That guy over there looks like a cartoon/action figure.
omg, i know.
we're too high.
you're out of your mind
you look like daphne blake and he looks like fozzie bear
it's like he rubbed a lamp and wished you into existence
My mom is pretending to be Paula Deen while making breakfast...I'm pretty sure she's sober.
How does me getting a new dildo make you crave olive garden
and after i failed the breathalyzer i said to the cop "i've never been very good at tests"....
Beer coozy in the gym. Don't judge me.
I may or may not have just ruined a marriage. But in my defense I got all my drinks for free tonight.
Apparently I made a stripper cry last night when I paid her $10 to go away
At the gym and this really hot trainer checked me out and was talking to his buddy about his workout. He then says "yeah man, like I'm doing so many reps- what's 7 times 7, 45?"
He was THIS close.
I recommend we watch the Super Bowl together and have celebratory sex if we win. Good news is I don't have a team I dislike so were guaranteed a win.
I just had a spiritual connection with my sweater and did ballet in the hallway. Alone.

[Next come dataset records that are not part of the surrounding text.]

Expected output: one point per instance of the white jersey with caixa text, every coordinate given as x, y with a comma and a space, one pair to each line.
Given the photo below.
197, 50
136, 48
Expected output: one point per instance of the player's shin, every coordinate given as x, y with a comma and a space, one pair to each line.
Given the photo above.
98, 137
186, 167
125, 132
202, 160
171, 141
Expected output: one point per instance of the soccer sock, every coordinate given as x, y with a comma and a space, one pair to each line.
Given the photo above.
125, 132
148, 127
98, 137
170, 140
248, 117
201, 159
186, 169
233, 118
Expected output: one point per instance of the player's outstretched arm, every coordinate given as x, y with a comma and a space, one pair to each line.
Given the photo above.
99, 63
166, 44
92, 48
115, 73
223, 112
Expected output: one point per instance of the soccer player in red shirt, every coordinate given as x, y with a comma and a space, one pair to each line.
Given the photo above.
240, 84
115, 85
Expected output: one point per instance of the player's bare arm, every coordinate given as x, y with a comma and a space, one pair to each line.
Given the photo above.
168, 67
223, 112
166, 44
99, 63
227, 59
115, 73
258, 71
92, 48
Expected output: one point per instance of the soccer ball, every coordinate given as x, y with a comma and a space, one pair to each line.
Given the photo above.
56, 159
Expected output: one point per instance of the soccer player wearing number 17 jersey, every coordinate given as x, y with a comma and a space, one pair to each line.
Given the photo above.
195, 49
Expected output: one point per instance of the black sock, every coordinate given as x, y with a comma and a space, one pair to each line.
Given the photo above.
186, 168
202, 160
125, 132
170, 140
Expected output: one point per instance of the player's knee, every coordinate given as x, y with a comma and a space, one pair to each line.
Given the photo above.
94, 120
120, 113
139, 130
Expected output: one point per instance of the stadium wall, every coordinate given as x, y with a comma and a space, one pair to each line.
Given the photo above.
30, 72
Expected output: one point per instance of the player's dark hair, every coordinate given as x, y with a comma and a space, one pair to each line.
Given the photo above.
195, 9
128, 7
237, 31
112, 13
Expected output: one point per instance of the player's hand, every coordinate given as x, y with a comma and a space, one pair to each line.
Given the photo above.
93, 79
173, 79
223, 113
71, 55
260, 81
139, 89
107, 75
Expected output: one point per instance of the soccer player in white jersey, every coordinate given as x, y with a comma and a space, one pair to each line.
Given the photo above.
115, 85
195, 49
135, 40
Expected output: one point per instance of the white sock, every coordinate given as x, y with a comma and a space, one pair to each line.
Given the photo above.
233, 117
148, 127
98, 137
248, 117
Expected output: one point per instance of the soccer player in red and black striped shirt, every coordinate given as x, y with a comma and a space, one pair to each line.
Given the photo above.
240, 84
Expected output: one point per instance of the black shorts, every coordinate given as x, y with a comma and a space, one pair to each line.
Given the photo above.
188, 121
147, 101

I'd say we're gonna chalk that up as a win for marijuana and call it a night
I spilled a whole plate of queso and salsa on my bed so I'm just eating it off my sheets with chips. How's your night going?
REMEBER. We are young, horny, and poor. If someone wants to give us alcohol... TAKE. IT.
I made a bucket list last night. Number 5: Will marry a wizard.
I'm going to get drunk, come back, call my grandma, and eat all those scrambled eggs.